Bu mektupta Wilde Douglas’a kendisini ilişkileri boyunca sefahate sürüklediği, yaşadıkları ve olaylar sonrasın da sahip çıkmadığı için yönelttiği suçlamalar, yakınmalar ve Douglas’a kendisini ‘bulması’ için bir nevi ”eleştirel tavsiyeler” verdiği cümlelerle doluydu. Tanıştıkları günden itibaren lüks bir yaşama ve kendi isteklerine düşkün olup başkasını hiç düşünmeyen Douglas’ın tüm isteklerini yerine getiren yazarımız yavaş yavaş kendi duygusal ve maddi çöküşünü hazırlamış; hapisteyken ise bu durumu düşündüğünde şu cümleleri dile getirmişti; ”Yalnızca bir zaaftı. Sanatla geçirdiğim bir yarım saat, benim için her zaman seninle geçirdiğim bir mevsimden daha anlamlıydı.”

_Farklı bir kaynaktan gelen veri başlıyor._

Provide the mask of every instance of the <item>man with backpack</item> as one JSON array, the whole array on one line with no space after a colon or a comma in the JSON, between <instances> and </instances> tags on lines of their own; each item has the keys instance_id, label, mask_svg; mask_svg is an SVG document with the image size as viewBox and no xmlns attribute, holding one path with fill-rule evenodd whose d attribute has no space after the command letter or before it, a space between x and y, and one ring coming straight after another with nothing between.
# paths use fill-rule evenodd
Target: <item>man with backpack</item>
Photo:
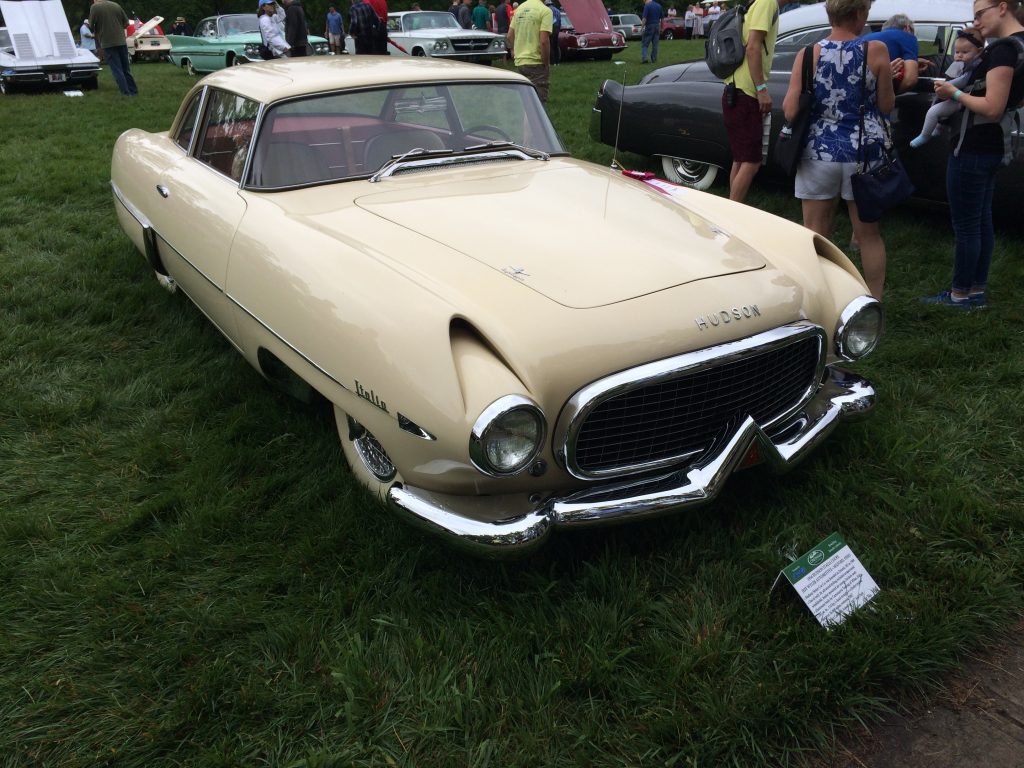
<instances>
[{"instance_id":1,"label":"man with backpack","mask_svg":"<svg viewBox=\"0 0 1024 768\"><path fill-rule=\"evenodd\" d=\"M772 97L768 93L768 73L775 55L775 39L779 34L779 9L786 0L750 0L737 3L722 14L708 38L706 58L712 71L722 77L722 69L713 59L720 50L736 41L739 66L726 75L722 93L722 116L732 150L729 170L729 199L742 203L761 167L761 141L764 119L772 113ZM742 31L739 35L739 26ZM716 69L718 71L716 71Z\"/></svg>"}]
</instances>

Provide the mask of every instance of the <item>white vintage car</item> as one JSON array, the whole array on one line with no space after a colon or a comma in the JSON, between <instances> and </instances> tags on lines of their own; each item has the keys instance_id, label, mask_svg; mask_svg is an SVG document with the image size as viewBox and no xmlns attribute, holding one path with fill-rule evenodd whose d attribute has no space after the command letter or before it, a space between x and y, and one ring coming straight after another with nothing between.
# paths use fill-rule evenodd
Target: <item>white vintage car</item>
<instances>
[{"instance_id":1,"label":"white vintage car","mask_svg":"<svg viewBox=\"0 0 1024 768\"><path fill-rule=\"evenodd\" d=\"M125 36L128 55L132 61L168 61L171 41L160 31L163 16L154 16L145 24L136 19Z\"/></svg>"},{"instance_id":2,"label":"white vintage car","mask_svg":"<svg viewBox=\"0 0 1024 768\"><path fill-rule=\"evenodd\" d=\"M0 0L0 14L0 94L96 88L99 59L75 47L58 0Z\"/></svg>"},{"instance_id":3,"label":"white vintage car","mask_svg":"<svg viewBox=\"0 0 1024 768\"><path fill-rule=\"evenodd\" d=\"M122 134L111 176L159 280L330 401L375 494L478 552L703 504L874 404L840 365L881 307L832 243L572 159L512 72L225 69L169 131Z\"/></svg>"},{"instance_id":4,"label":"white vintage car","mask_svg":"<svg viewBox=\"0 0 1024 768\"><path fill-rule=\"evenodd\" d=\"M348 50L354 52L355 44ZM389 13L388 51L399 56L483 63L505 56L505 36L463 29L448 11Z\"/></svg>"}]
</instances>

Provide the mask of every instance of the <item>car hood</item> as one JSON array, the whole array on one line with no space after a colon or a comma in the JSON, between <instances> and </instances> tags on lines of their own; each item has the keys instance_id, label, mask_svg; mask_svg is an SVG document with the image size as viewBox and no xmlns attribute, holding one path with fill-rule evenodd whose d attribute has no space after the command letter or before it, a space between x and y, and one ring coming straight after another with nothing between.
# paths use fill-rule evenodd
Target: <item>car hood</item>
<instances>
[{"instance_id":1,"label":"car hood","mask_svg":"<svg viewBox=\"0 0 1024 768\"><path fill-rule=\"evenodd\" d=\"M611 32L612 20L600 0L562 0L577 32Z\"/></svg>"},{"instance_id":2,"label":"car hood","mask_svg":"<svg viewBox=\"0 0 1024 768\"><path fill-rule=\"evenodd\" d=\"M397 177L355 202L577 309L765 266L749 244L636 181L574 161L531 166L475 179L439 172L427 188ZM515 237L503 237L506 228ZM390 255L422 268L421 254Z\"/></svg>"}]
</instances>

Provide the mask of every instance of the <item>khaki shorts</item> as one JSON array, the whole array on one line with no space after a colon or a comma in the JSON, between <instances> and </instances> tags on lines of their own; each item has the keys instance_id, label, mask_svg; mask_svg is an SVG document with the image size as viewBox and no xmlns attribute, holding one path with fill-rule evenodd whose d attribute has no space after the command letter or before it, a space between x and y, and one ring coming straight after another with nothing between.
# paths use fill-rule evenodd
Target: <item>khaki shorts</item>
<instances>
[{"instance_id":1,"label":"khaki shorts","mask_svg":"<svg viewBox=\"0 0 1024 768\"><path fill-rule=\"evenodd\" d=\"M859 163L833 163L831 160L801 160L796 167L798 200L853 200L850 177Z\"/></svg>"},{"instance_id":2,"label":"khaki shorts","mask_svg":"<svg viewBox=\"0 0 1024 768\"><path fill-rule=\"evenodd\" d=\"M340 48L341 47L341 35L328 35L327 36L327 42L330 43L331 45L335 46L336 48Z\"/></svg>"}]
</instances>

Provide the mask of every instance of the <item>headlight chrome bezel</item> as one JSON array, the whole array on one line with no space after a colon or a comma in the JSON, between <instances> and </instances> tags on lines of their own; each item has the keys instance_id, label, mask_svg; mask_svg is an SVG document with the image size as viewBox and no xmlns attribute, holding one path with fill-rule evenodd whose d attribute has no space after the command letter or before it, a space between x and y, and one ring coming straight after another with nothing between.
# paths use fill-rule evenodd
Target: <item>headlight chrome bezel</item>
<instances>
[{"instance_id":1,"label":"headlight chrome bezel","mask_svg":"<svg viewBox=\"0 0 1024 768\"><path fill-rule=\"evenodd\" d=\"M857 350L851 345L849 335L856 329L857 322L867 317L867 313L877 314L878 331L875 333L875 337L870 344ZM882 309L882 303L872 296L858 296L846 305L846 308L839 315L839 320L836 322L836 354L844 360L851 362L860 360L875 350L884 332L885 311Z\"/></svg>"},{"instance_id":2,"label":"headlight chrome bezel","mask_svg":"<svg viewBox=\"0 0 1024 768\"><path fill-rule=\"evenodd\" d=\"M514 467L503 469L494 466L487 457L485 441L487 431L498 424L501 419L515 411L525 411L537 419L537 438L534 440L533 449L529 455ZM537 456L544 449L544 442L547 440L548 423L544 411L537 403L523 395L505 395L500 397L484 408L483 413L473 424L473 430L469 437L469 458L473 466L490 477L512 477L526 471L536 460Z\"/></svg>"}]
</instances>

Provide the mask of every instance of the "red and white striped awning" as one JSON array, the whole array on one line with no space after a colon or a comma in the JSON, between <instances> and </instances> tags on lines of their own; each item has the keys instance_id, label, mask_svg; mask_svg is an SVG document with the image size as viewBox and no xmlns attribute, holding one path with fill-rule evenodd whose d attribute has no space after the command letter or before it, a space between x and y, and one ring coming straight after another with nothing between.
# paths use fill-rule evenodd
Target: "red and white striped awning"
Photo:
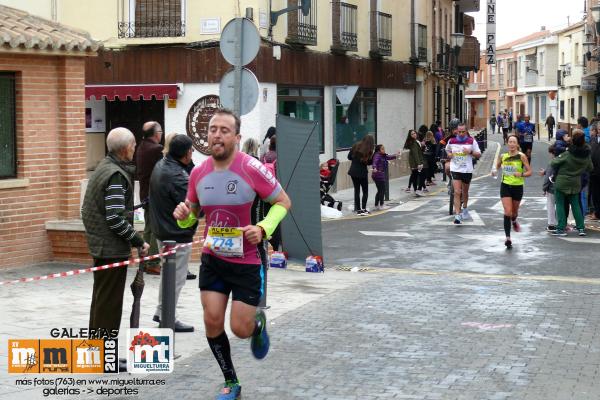
<instances>
[{"instance_id":1,"label":"red and white striped awning","mask_svg":"<svg viewBox=\"0 0 600 400\"><path fill-rule=\"evenodd\" d=\"M94 97L96 100L106 98L108 101L120 100L162 100L164 98L177 98L177 84L149 84L149 85L86 85L85 99Z\"/></svg>"}]
</instances>

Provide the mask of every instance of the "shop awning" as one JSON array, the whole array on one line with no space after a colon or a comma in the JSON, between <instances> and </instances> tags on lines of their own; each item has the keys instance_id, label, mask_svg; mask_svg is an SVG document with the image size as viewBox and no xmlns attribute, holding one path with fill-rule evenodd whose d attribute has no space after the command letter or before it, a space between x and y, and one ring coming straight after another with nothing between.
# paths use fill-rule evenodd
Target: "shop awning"
<instances>
[{"instance_id":1,"label":"shop awning","mask_svg":"<svg viewBox=\"0 0 600 400\"><path fill-rule=\"evenodd\" d=\"M177 84L157 84L157 85L86 85L85 99L90 97L100 100L106 97L108 101L121 100L162 100L165 97L169 99L177 98Z\"/></svg>"}]
</instances>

”Benim için tek kurtuluşun, her şeyi kabullenmek olduğunu anladım o zaman. O zamandan beri -kuşkusuz sana tuhaf gelecek ama- daha mutluyum.”
De Profundis, Oscar Wilde
30 Kasım 1900’de, Beaux-Arts Sokağı’ndaki sefil bir otelde ölü bulundu Oscar Wilde. Dostlarından biri olan ve cenazesine aradaki mesafeler yüzünden katılamayan André Gide üzüntüsünü ”Mezarlığı’na kadar eşlik eden bir avuç insana maalesef katılamadım. Kendisine sadık kalmış dostlarının zaten az olan sayısını, yokluğumla daha da azalttığım için üzüldüm durdum.” diyerek dile getirmiştir. Cenazeye yedi kişi katılmış; üstelik hepsi mezarlığa kadar gitmemişti. Tabutun üzerine konan çiçekler, çelenkler arasında yalnızca birinin üzerinde bir yazı varmış, otel sahibinin gönderdiği çelengin üzerinde şu söz yazılıymış: ”KİRACIMA”

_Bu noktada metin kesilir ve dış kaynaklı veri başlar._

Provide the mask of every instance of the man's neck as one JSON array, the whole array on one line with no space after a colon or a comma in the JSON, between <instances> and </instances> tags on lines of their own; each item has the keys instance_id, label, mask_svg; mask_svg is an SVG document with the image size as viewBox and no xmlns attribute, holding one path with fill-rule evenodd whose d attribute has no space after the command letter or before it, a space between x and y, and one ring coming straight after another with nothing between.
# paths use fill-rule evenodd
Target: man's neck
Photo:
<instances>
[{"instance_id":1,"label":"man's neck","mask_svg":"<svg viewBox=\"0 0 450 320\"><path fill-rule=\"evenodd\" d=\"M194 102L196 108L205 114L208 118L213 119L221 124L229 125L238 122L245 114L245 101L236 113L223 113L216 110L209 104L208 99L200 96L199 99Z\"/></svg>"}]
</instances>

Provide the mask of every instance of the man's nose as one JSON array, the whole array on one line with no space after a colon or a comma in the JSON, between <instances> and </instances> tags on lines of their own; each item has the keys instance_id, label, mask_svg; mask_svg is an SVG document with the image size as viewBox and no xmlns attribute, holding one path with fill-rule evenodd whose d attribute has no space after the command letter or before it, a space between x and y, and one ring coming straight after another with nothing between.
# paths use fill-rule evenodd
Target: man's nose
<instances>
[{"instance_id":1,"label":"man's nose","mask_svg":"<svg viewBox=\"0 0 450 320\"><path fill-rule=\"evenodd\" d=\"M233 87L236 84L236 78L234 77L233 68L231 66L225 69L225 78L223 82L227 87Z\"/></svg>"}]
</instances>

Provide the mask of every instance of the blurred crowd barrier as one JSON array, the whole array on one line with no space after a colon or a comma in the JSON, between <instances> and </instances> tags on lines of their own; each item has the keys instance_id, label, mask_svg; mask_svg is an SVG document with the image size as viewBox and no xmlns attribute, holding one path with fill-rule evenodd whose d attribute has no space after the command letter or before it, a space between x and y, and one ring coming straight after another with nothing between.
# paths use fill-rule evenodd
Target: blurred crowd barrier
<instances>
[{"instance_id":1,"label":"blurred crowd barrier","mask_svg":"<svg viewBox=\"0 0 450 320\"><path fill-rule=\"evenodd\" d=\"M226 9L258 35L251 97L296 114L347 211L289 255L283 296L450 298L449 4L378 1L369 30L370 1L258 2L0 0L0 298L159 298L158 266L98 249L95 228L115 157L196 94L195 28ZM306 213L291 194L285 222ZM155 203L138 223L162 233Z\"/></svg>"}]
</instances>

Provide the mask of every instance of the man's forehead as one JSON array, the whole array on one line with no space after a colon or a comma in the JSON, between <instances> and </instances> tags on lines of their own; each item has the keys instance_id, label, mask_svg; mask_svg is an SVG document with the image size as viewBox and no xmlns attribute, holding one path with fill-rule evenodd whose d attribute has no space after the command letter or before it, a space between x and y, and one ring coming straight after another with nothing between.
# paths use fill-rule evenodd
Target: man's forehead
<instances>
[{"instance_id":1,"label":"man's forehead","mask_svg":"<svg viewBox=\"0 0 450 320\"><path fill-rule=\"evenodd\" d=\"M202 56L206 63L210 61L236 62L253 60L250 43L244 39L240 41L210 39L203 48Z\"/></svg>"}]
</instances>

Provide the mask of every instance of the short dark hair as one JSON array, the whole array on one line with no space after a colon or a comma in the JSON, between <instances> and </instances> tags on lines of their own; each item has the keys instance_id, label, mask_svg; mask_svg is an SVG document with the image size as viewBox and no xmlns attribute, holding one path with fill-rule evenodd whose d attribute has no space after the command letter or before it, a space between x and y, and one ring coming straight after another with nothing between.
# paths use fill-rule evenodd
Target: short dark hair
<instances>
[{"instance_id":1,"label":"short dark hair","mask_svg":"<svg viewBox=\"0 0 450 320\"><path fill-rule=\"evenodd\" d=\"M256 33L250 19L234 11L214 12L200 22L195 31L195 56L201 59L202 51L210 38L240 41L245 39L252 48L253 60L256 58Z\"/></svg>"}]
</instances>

”Her birimize uygun görülen yazgı ayrıdır. Senin payına özgürlük, zevk, eğlence, rahat bir hayat düştü; sen buna layık değilsin. Benim payıma rezalet, uzun bir mahkumiyet, sefalet, yıkım, yüz karası düştü, ben de buna layık değilim… hiç değilse şimdilik.”